Een korte spoken word passage valt daarbij meteen met de deur in huis. Ze laat hierbij meerdere verknipte audio-stukjes van haar stem door elkaar lopen waarbij ze haar intersekse benadert. “Yin, the female principle, and yang, the male principle… have joined, and out of their junction has come a third: harmony. / The spirit of harmony, as it condenses, produces all beings.” Laat het dan ook die geest van harmonie zijn die dit album het beste zou omschrijven. Roxanne is zowel qua instrumentatie als met haar woorden zeer spaarzaam en nauwgezet. Wanneer ze geen proza voorleest, spant ze haar stem languit die synchroon meedeint langs de fraaie ambient soundscapes. De manier waarop ze die brengt, laat veel open voor eigen interpretatie. Ze doet daarmee bij momenten denken aan Grouper of Julia Holter.
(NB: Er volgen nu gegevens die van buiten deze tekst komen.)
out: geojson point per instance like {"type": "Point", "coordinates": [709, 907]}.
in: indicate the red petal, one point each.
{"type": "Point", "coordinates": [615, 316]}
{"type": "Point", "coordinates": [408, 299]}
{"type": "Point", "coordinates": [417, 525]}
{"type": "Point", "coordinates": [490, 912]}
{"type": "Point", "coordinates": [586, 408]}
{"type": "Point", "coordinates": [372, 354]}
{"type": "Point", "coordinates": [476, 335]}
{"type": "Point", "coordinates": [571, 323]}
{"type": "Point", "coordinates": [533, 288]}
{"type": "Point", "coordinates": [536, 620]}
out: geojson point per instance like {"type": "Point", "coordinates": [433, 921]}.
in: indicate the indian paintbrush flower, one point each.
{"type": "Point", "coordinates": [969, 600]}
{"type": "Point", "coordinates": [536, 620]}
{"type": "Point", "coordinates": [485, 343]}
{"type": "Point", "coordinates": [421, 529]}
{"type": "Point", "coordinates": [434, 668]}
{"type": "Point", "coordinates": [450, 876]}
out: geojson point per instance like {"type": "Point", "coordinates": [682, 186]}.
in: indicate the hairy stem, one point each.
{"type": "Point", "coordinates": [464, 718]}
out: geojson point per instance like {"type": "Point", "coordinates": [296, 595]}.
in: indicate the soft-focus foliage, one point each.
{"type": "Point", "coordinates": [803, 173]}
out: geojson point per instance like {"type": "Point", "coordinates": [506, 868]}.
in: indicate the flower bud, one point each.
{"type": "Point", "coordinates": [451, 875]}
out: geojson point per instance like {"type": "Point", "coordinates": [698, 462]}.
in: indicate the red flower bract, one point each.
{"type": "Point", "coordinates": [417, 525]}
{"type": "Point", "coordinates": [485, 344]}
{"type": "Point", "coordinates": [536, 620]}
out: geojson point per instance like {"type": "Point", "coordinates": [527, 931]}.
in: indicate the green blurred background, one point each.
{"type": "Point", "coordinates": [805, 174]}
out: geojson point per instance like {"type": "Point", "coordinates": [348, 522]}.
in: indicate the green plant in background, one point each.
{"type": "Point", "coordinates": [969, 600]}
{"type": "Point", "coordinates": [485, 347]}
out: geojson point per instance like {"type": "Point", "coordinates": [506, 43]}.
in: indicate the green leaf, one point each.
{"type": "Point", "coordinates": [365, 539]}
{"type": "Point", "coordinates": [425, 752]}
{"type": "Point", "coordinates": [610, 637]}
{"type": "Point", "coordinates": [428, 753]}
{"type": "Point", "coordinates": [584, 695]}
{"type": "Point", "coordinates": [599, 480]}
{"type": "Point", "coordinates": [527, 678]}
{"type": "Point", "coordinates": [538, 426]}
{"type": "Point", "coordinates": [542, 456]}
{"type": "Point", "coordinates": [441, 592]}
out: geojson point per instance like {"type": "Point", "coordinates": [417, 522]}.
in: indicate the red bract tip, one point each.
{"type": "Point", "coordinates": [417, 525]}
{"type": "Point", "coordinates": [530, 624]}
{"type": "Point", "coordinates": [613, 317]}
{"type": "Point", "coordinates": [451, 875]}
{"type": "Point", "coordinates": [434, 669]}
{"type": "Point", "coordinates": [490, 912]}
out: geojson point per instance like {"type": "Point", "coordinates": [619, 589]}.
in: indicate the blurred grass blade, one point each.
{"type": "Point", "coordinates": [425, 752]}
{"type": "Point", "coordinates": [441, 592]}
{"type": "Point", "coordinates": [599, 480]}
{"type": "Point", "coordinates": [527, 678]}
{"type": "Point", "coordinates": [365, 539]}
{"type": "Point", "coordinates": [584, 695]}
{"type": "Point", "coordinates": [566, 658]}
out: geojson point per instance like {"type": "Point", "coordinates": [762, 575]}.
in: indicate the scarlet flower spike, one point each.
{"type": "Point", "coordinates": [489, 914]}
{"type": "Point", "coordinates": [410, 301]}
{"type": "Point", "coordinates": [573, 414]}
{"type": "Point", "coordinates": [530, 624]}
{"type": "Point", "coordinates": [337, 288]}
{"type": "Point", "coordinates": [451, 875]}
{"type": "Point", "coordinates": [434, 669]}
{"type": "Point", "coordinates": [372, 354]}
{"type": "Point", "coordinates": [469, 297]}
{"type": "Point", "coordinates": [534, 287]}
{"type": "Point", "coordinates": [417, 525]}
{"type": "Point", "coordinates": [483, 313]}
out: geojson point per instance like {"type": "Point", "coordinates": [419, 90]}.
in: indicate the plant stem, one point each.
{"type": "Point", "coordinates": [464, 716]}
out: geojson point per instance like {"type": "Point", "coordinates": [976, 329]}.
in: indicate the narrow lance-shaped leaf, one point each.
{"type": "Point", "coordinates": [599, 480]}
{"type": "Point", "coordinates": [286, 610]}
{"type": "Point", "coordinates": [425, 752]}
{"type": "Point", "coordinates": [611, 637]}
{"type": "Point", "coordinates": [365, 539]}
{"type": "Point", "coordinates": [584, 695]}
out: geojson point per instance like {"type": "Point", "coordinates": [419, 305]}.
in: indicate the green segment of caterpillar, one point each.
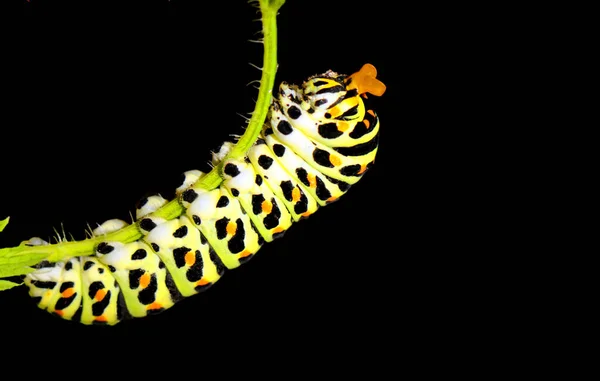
{"type": "Point", "coordinates": [319, 139]}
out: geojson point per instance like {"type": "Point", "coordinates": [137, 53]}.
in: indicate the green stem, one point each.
{"type": "Point", "coordinates": [27, 255]}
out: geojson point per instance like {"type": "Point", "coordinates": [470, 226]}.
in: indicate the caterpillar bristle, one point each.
{"type": "Point", "coordinates": [318, 140]}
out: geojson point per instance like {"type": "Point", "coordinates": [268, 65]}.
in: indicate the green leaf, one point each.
{"type": "Point", "coordinates": [3, 223]}
{"type": "Point", "coordinates": [6, 284]}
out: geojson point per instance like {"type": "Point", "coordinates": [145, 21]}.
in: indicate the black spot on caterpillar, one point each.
{"type": "Point", "coordinates": [303, 161]}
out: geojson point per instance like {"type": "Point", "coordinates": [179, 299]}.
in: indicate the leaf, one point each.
{"type": "Point", "coordinates": [6, 284]}
{"type": "Point", "coordinates": [3, 223]}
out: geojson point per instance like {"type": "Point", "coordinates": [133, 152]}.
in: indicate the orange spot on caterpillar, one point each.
{"type": "Point", "coordinates": [343, 126]}
{"type": "Point", "coordinates": [190, 258]}
{"type": "Point", "coordinates": [231, 228]}
{"type": "Point", "coordinates": [100, 294]}
{"type": "Point", "coordinates": [365, 81]}
{"type": "Point", "coordinates": [266, 206]}
{"type": "Point", "coordinates": [245, 253]}
{"type": "Point", "coordinates": [336, 161]}
{"type": "Point", "coordinates": [312, 180]}
{"type": "Point", "coordinates": [145, 280]}
{"type": "Point", "coordinates": [296, 194]}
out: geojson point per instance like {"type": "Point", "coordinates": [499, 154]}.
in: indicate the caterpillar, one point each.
{"type": "Point", "coordinates": [319, 139]}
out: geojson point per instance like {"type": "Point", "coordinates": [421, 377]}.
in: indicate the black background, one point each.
{"type": "Point", "coordinates": [109, 102]}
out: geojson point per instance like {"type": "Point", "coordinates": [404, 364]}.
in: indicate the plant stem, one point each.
{"type": "Point", "coordinates": [173, 209]}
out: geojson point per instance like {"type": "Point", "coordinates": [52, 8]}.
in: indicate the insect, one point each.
{"type": "Point", "coordinates": [319, 140]}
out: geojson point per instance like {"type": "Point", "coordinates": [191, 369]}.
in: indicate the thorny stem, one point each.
{"type": "Point", "coordinates": [29, 255]}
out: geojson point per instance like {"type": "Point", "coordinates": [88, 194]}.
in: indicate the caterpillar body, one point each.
{"type": "Point", "coordinates": [319, 140]}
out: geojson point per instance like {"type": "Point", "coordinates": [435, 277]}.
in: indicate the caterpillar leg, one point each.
{"type": "Point", "coordinates": [318, 141]}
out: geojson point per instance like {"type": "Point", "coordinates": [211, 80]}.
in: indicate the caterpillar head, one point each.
{"type": "Point", "coordinates": [325, 90]}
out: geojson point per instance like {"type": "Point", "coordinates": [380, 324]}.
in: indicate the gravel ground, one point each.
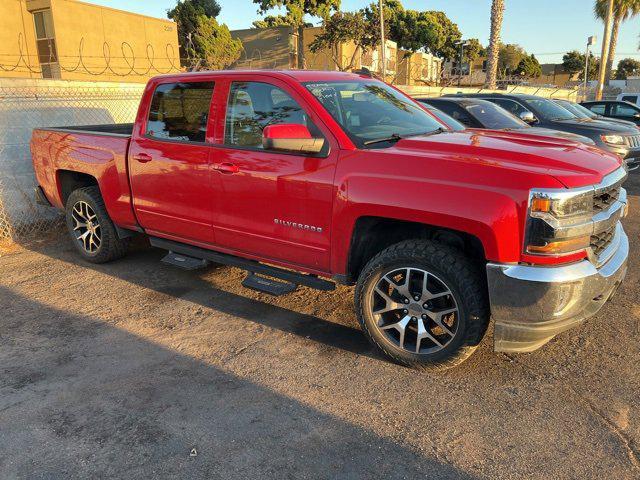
{"type": "Point", "coordinates": [120, 370]}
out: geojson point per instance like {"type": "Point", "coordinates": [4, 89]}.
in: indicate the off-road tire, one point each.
{"type": "Point", "coordinates": [462, 276]}
{"type": "Point", "coordinates": [111, 246]}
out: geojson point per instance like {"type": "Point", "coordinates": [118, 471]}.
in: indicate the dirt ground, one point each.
{"type": "Point", "coordinates": [121, 370]}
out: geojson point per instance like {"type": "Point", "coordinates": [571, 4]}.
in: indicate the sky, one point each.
{"type": "Point", "coordinates": [546, 28]}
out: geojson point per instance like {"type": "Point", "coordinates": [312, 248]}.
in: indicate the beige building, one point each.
{"type": "Point", "coordinates": [417, 68]}
{"type": "Point", "coordinates": [73, 40]}
{"type": "Point", "coordinates": [267, 48]}
{"type": "Point", "coordinates": [280, 47]}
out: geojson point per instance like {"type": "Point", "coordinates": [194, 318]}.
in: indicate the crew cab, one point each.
{"type": "Point", "coordinates": [317, 178]}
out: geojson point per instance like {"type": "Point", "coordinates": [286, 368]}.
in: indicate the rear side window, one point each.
{"type": "Point", "coordinates": [457, 112]}
{"type": "Point", "coordinates": [622, 110]}
{"type": "Point", "coordinates": [179, 111]}
{"type": "Point", "coordinates": [598, 108]}
{"type": "Point", "coordinates": [509, 105]}
{"type": "Point", "coordinates": [254, 105]}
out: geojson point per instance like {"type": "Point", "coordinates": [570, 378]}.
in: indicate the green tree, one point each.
{"type": "Point", "coordinates": [213, 44]}
{"type": "Point", "coordinates": [445, 46]}
{"type": "Point", "coordinates": [529, 67]}
{"type": "Point", "coordinates": [627, 67]}
{"type": "Point", "coordinates": [473, 50]}
{"type": "Point", "coordinates": [277, 21]}
{"type": "Point", "coordinates": [497, 15]}
{"type": "Point", "coordinates": [297, 9]}
{"type": "Point", "coordinates": [509, 57]}
{"type": "Point", "coordinates": [622, 10]}
{"type": "Point", "coordinates": [201, 38]}
{"type": "Point", "coordinates": [344, 27]}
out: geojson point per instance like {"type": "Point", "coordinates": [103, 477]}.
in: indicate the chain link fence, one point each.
{"type": "Point", "coordinates": [29, 104]}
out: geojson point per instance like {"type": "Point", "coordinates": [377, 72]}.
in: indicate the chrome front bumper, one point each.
{"type": "Point", "coordinates": [530, 305]}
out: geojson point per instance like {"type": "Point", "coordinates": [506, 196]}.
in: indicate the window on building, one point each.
{"type": "Point", "coordinates": [254, 105]}
{"type": "Point", "coordinates": [179, 111]}
{"type": "Point", "coordinates": [45, 42]}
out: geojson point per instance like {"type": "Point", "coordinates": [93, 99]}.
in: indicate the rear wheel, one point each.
{"type": "Point", "coordinates": [423, 304]}
{"type": "Point", "coordinates": [92, 231]}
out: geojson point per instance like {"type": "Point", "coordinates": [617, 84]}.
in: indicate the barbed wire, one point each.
{"type": "Point", "coordinates": [23, 62]}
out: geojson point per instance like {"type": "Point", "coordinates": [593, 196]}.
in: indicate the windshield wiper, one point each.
{"type": "Point", "coordinates": [394, 137]}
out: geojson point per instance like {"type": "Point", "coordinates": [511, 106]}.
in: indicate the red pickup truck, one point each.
{"type": "Point", "coordinates": [312, 178]}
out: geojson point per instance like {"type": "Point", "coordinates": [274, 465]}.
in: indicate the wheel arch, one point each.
{"type": "Point", "coordinates": [69, 180]}
{"type": "Point", "coordinates": [372, 234]}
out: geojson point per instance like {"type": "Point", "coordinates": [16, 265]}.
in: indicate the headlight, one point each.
{"type": "Point", "coordinates": [613, 139]}
{"type": "Point", "coordinates": [556, 221]}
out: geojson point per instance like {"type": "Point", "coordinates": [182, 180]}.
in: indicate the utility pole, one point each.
{"type": "Point", "coordinates": [462, 44]}
{"type": "Point", "coordinates": [605, 50]}
{"type": "Point", "coordinates": [383, 46]}
{"type": "Point", "coordinates": [590, 41]}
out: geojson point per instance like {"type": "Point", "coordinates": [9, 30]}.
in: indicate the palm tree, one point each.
{"type": "Point", "coordinates": [497, 14]}
{"type": "Point", "coordinates": [622, 10]}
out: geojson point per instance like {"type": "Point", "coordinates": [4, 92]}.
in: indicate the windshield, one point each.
{"type": "Point", "coordinates": [448, 120]}
{"type": "Point", "coordinates": [547, 110]}
{"type": "Point", "coordinates": [370, 111]}
{"type": "Point", "coordinates": [584, 110]}
{"type": "Point", "coordinates": [494, 117]}
{"type": "Point", "coordinates": [575, 109]}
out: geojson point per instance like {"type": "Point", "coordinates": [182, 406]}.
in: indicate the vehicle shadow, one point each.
{"type": "Point", "coordinates": [145, 269]}
{"type": "Point", "coordinates": [80, 398]}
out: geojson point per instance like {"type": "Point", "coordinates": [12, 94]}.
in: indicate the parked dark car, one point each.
{"type": "Point", "coordinates": [583, 112]}
{"type": "Point", "coordinates": [478, 113]}
{"type": "Point", "coordinates": [619, 139]}
{"type": "Point", "coordinates": [615, 109]}
{"type": "Point", "coordinates": [449, 121]}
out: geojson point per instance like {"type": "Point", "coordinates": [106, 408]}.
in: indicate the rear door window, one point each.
{"type": "Point", "coordinates": [179, 111]}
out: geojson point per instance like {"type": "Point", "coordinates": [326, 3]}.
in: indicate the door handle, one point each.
{"type": "Point", "coordinates": [226, 167]}
{"type": "Point", "coordinates": [143, 157]}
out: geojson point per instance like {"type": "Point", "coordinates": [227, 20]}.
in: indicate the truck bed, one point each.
{"type": "Point", "coordinates": [60, 154]}
{"type": "Point", "coordinates": [120, 129]}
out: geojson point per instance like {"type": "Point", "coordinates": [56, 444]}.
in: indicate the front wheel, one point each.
{"type": "Point", "coordinates": [90, 227]}
{"type": "Point", "coordinates": [422, 304]}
In ‘Venus’ lijkt ze een stuk voor te lezen over de al dan niet helende kracht van water terwijl we in het rond geplens dan wel kalmerende golven horen. Het nummer schakeert nadien verder naar een soort hymne waarbij haar stemgeluid bijna een engel benaderd. ‘Camille’ blijkt dan weer het meest toegankelijke nummer op de plaat. De fruitige maar minimalistische synthpop klinkt alsof we naar de soundtrack van een Franse arthouse-film uit de jaren zeventig aan het luisteren zijn.
Toch schuilt er achter die lang uitgetrokken vocals een bepaalde zwaarmoedigheid zoals in de afsluiter van het album. ‘Take the thorn, leave the rose’ staat met zijn al dan niet geëchode gitaargetokkel ook ver naast alle andere nummers op de plaat. Het wekt de indruk alsof er elk moment een wall of noise zou kunnen inslaan zoals op een Amenra-album wel eens het geval is. Hier wordt dat doorbroken door melancholieke pianoslagen die worden gemaskeerd door white noise. Ana Roxanne lijkt hierbij slechts nog maar een schim van zichzelf. Ze sluit ondanks de vele verfrissende klanken, de plaat op een bitterzoete manier af.